OpenAI develops a two-way speech model: it can respond instantly even if interrupted, making calls more natural and smooth

According to media reports,OpenAI is developing a new speech model designed to make users' conversations with ChatGPT more natural and smooth. The core breakthrough of this technology is that when the user interrupts the system while the AI is speaking, the AI can adjust the response in real time instead of stopping suddenly like now.

Currently, ChatGPT's advanced voice mode uses a turn-based dialogue mechanism. The user must finish speaking before AI will process the voice and generate an answer. If the user inserts a short response such as "okay" or "mm-hm" when the AI is speaking, the system will usually stop directly and cannot continue the communication like a normal conversation.

To solve this problem,The BiDi (bidirectional speech model) being developed by OpenAI continuously processes the speaker's speech input, so it can immediately adjust its response when interrupted.In contrast, once existing speech models start generating answers, the output content is basically fixed and cannot change based on new input.

This technology is still in the development stage. According to people familiar with the matter, the prototype model was prone to glitches and sometimes even made unnatural sounds after several minutes of sustained conversation. OpenAI researchers originally hoped to release BiDi in the first quarter of this year, but the latest release may be postponed to the second quarter or later.

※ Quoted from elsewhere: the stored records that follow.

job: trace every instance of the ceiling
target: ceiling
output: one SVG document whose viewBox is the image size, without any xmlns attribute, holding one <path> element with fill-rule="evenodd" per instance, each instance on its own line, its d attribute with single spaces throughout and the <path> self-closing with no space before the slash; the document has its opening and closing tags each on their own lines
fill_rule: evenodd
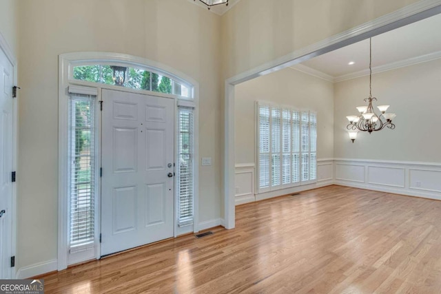
<svg viewBox="0 0 441 294">
<path fill-rule="evenodd" d="M 189 1 L 194 2 L 194 3 L 197 4 L 198 6 L 203 7 L 204 8 L 207 9 L 207 6 L 201 3 L 199 0 L 189 0 Z M 214 0 L 214 2 L 216 2 L 217 1 L 220 1 L 220 0 Z M 210 8 L 209 11 L 213 13 L 216 13 L 216 14 L 222 15 L 224 13 L 225 13 L 227 11 L 228 11 L 229 9 L 231 9 L 232 7 L 234 6 L 234 5 L 236 5 L 239 1 L 240 0 L 229 0 L 228 6 L 227 6 L 225 4 L 216 5 L 216 6 L 212 6 Z"/>
<path fill-rule="evenodd" d="M 441 14 L 372 38 L 373 72 L 441 58 Z M 350 61 L 354 62 L 349 65 Z M 293 67 L 332 81 L 369 74 L 369 39 L 305 61 Z M 312 70 L 311 70 L 312 69 Z"/>
</svg>

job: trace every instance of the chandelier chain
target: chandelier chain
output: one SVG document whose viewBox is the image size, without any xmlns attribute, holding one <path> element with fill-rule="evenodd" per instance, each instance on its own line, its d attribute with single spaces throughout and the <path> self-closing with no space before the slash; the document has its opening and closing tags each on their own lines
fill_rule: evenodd
<svg viewBox="0 0 441 294">
<path fill-rule="evenodd" d="M 369 38 L 369 97 L 372 97 L 372 38 Z"/>
<path fill-rule="evenodd" d="M 369 134 L 373 132 L 380 131 L 385 127 L 391 129 L 395 129 L 395 125 L 392 120 L 396 116 L 395 114 L 386 114 L 385 112 L 389 105 L 378 106 L 380 114 L 376 113 L 372 103 L 377 98 L 372 97 L 372 39 L 369 38 L 369 96 L 364 99 L 367 102 L 367 106 L 357 107 L 360 114 L 358 116 L 347 116 L 349 120 L 347 129 L 349 131 L 349 138 L 352 142 L 356 138 L 358 131 L 367 132 Z"/>
</svg>

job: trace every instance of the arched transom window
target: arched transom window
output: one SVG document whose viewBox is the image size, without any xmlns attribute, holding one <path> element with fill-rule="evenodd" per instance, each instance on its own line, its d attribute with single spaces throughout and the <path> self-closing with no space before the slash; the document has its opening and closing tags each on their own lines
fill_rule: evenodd
<svg viewBox="0 0 441 294">
<path fill-rule="evenodd" d="M 74 80 L 100 83 L 193 98 L 189 83 L 150 68 L 112 64 L 82 65 L 73 67 Z"/>
</svg>

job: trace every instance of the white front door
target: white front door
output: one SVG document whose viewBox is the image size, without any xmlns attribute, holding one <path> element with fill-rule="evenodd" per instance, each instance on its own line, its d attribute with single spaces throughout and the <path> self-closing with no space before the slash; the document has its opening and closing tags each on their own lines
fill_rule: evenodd
<svg viewBox="0 0 441 294">
<path fill-rule="evenodd" d="M 103 90 L 101 255 L 174 235 L 173 99 Z"/>
<path fill-rule="evenodd" d="M 13 67 L 0 49 L 0 278 L 10 278 L 12 239 Z"/>
</svg>

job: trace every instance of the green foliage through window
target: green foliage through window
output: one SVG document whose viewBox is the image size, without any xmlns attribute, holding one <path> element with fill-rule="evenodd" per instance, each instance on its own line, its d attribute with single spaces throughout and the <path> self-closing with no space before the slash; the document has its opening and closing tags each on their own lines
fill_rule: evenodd
<svg viewBox="0 0 441 294">
<path fill-rule="evenodd" d="M 136 67 L 126 67 L 123 87 L 191 97 L 190 89 L 167 76 Z M 116 85 L 111 65 L 81 65 L 74 67 L 74 78 Z"/>
</svg>

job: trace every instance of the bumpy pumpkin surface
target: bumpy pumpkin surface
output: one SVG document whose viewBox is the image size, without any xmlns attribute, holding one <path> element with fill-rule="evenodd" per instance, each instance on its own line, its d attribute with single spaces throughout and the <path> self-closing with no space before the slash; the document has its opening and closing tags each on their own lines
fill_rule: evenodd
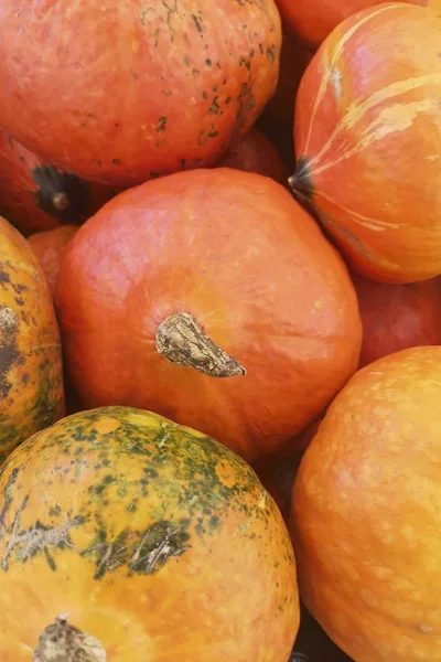
<svg viewBox="0 0 441 662">
<path fill-rule="evenodd" d="M 430 4 L 430 0 L 402 0 L 402 2 L 421 7 Z M 277 0 L 283 23 L 313 49 L 320 46 L 344 19 L 376 4 L 381 2 L 378 0 Z"/>
<path fill-rule="evenodd" d="M 17 449 L 0 493 L 2 662 L 53 660 L 54 633 L 63 662 L 288 661 L 291 542 L 223 445 L 147 412 L 94 409 Z M 66 640 L 95 656 L 68 656 Z"/>
<path fill-rule="evenodd" d="M 84 223 L 116 193 L 45 162 L 0 127 L 0 214 L 24 235 Z"/>
<path fill-rule="evenodd" d="M 249 172 L 122 193 L 67 246 L 55 300 L 85 406 L 158 412 L 248 461 L 289 445 L 358 364 L 343 260 L 283 186 Z"/>
<path fill-rule="evenodd" d="M 352 267 L 388 282 L 441 273 L 441 13 L 358 12 L 300 84 L 291 180 Z"/>
<path fill-rule="evenodd" d="M 302 458 L 301 596 L 356 662 L 441 660 L 441 346 L 362 369 Z"/>
<path fill-rule="evenodd" d="M 4 0 L 0 24 L 2 122 L 104 183 L 215 163 L 277 84 L 273 0 Z"/>
<path fill-rule="evenodd" d="M 61 342 L 42 267 L 0 218 L 0 465 L 64 414 Z"/>
<path fill-rule="evenodd" d="M 353 276 L 363 323 L 359 366 L 406 348 L 441 345 L 438 278 L 389 285 Z"/>
</svg>

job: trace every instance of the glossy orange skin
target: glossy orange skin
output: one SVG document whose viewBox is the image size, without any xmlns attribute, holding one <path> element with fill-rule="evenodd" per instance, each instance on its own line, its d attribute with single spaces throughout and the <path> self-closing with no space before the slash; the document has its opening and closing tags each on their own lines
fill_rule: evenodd
<svg viewBox="0 0 441 662">
<path fill-rule="evenodd" d="M 359 366 L 406 348 L 441 345 L 438 279 L 406 285 L 354 276 L 363 322 Z"/>
<path fill-rule="evenodd" d="M 28 237 L 32 250 L 44 269 L 52 297 L 55 293 L 63 255 L 66 252 L 67 244 L 74 238 L 78 229 L 78 225 L 60 225 L 54 229 L 37 232 Z"/>
<path fill-rule="evenodd" d="M 0 23 L 2 122 L 103 183 L 215 163 L 277 84 L 273 0 L 7 0 Z"/>
<path fill-rule="evenodd" d="M 344 21 L 297 98 L 293 178 L 352 268 L 441 273 L 441 14 L 388 3 Z"/>
<path fill-rule="evenodd" d="M 62 349 L 43 269 L 0 217 L 0 465 L 64 415 Z"/>
<path fill-rule="evenodd" d="M 43 169 L 50 169 L 49 177 Z M 65 193 L 73 203 L 69 210 L 62 213 L 44 209 L 39 194 L 47 197 L 51 192 Z M 111 186 L 77 180 L 50 166 L 0 127 L 0 214 L 24 235 L 52 229 L 61 223 L 83 223 L 115 193 Z"/>
<path fill-rule="evenodd" d="M 401 0 L 428 7 L 429 0 Z M 322 41 L 345 19 L 354 13 L 381 4 L 378 0 L 277 0 L 283 24 L 301 36 L 310 47 L 318 49 Z"/>
<path fill-rule="evenodd" d="M 300 592 L 357 662 L 441 660 L 441 346 L 362 369 L 305 451 Z"/>
<path fill-rule="evenodd" d="M 276 147 L 257 129 L 232 145 L 217 163 L 220 168 L 234 168 L 257 172 L 288 185 L 288 170 Z"/>
<path fill-rule="evenodd" d="M 63 613 L 108 662 L 288 661 L 291 541 L 225 446 L 148 412 L 94 409 L 18 449 L 0 494 L 1 662 L 29 662 Z"/>
<path fill-rule="evenodd" d="M 358 363 L 343 260 L 283 186 L 255 173 L 183 172 L 122 193 L 68 245 L 55 300 L 84 405 L 149 408 L 249 461 L 289 445 Z M 178 312 L 247 375 L 160 355 L 158 325 Z"/>
</svg>

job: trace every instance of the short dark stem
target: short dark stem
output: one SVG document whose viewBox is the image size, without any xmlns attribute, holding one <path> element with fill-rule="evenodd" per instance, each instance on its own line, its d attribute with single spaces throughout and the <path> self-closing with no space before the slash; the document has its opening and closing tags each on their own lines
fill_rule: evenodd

OpenAI believes that if the speech model can approach the text model in performance, the scope of AI use will be further expanded, because most people are more accustomed to voice communication with AI rather than entering text. The BiDi model may be particularly valuable in customer service scenarios.

For example, when a customer talks to a retailer's AI customer service, if the customer temporarily decides to exchange the product instead of returning it during the conversation, the BiDi model can theoretically allow the AI customer service to adjust the conversation smoothly without sudden stops or confusion.

People familiar with the matter also revealed that the BiDi model is also more flexible in calling external tools and applications.OpenAI previously stated that the company plans to improve the voice model for a future AI device that mainly interacts through voice, and is considering developing a smart speaker that can check emails or book services through voice commands.